Bilkis Bano convict remission case: Supreme Court to decide whether multiple PILs filed are maintainable

In the petitions challenging the remission granted by the Gujarat government to 11 convicts in the Bilkis Bano gang rape and murder case, a division Bench of the Supreme Court is scheduled to hear arguments on whether public interest litigants should be permitted to intervene in the matter.

THE Supreme Court has scheduled tomorrow 3 p.m. to decide the locus standi of other parties in the Bilkis Bano gang rape and murder case.

The petition was filed by Bilkis Bano against the premature release from prison of 11 persons convicted of gangraping her and murdering her family during the 2002 Gujarat pogrom.

We have heard counsel for the parties. The other writ petitions are in the nature of public interest litigation (PILs). A preliminary objection has been raised with respect to the maintainability of the PILs.
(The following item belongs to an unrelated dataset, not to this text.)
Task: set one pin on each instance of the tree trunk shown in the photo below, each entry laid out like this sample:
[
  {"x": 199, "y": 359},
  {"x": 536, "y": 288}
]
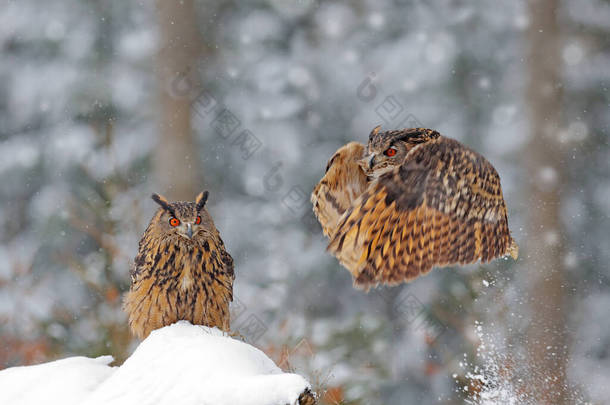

In order to hear the preliminary objection, list the matter tomorrow at 3 p.m.,” Justice Nagarathna said while dictating the Order.

Bano was 21 years old and pregnant when she was gangraped. Seven of her family members, including her three-year-old daughter, were murdered by the 11 convicts who were serving rigorous imprisonment for life for the crimes.

A division Bench of the court comprising Justices B.V. Nagarathna and Ujjal Bhuyan are in the process of hearing Bano’s petition, along with those filed by member of Parliament (MP) Mahua Moitra, former MP Subhashini Ali, National Federation of Indian Women, the women’s wing of the Communist Party of India, and two others.

Senior advocate Sidharth Luthra, appearing for one of convicts, told the Bench that since the victim herself is being represented in court, other parties may not have the locus to file PILs.

On the merits of the case, advocate Shobha Gupta, appearing for Bano, asked the court to take note of the fact that the presiding judge who convicted the said persons had also provided a negative opinion on their premature release.

According to Gupta, the opinion of the judge was not considered by the Gujarat government while granting remission.

Gupta also submitted that the Central Bureau of Investigation (CBI), which had investigated the case, had also given a negative opinion on granting remission to the convicts.

In yesterday’s hearing, Gupta had submitted that even 21 years after the incident, Bano is scared to face men, and cannot be in crowds or around strangers. She has not recovered from the trauma. We thought this was over, but then (the remission) happened.”

“Appropriate government”

Today, Gupta submitted that, in the present case, the Maharashtra government is the “appropriate government” according to the law laid down by the Supreme Court.

Last year on May 13, a division Bench of the Supreme Court, in Radheshyam Bhagwandas Shah @ Lala Vakil versus State of Gujarat & Anr, decided that the Gujarat government was the “appropriate government” for deciding the request of the convicts for their premature release.

The court had also observed that the remission should be decided within two months in accordance with the state government’s July 1992 policy, which was applicable when the trial of the 11 convicts concluded in 2008.

The 11 convicts were convicted by a sessions court in Mumbai in 2008 under Sections 302 (punishment for murder) and 376(2)(e) and (g) (committing rape when the woman is pregnant and gang rape, in the then unamended version of Section 376), read with Section 149 (unlawful assembly) of the Indian Penal Code, 1860.

The trial was shifted from Gujarat to Maharashtra pursuant to the Supreme Court’s direction, issued in 2004.

The court had also directed the CBI to investigate Bano’s case and shift the trial to Maharashtra to ensure a fair trial.

The conviction was subsequently upheld by the Bombay High Court and, later, by the Supreme Court.

However, the 11 convicts in the Bilkis Bano case were granted remission for “good behaviour” by the Gujarat government on August 15 last year, which resulted in their release after 15 years of imprisonment that involved multiple paroles and furloughs.

Gupta submitted that the May 13 judgment of the court was not in line with the binding precedent of the five-judge Constitution Bench of the Supreme Court in Union of India versus V. Sriharan @ Murugan & Ors (2015).

In Sriharan, the court had interpreted Sections 432 (power to suspend or remit sentences) and 433 (power to commute sentence) of the Criminal Procedure Code, 1973.

The court had held, “[E]ven if an offence is committed in state A but the trial takes place and the sentence is passed in state B, it is the latter state which shall be the appropriate government.”

Today, Justice Nagarathna sought to know whether the Sriharan judgment had been placed before the Bench which had passed the Order holding Gujarat government to be the “appropriate government” in the case.

In response, Gupta said that the judgment was placed before the Bench, to which the Bench had stated that it was not applicable in the present case.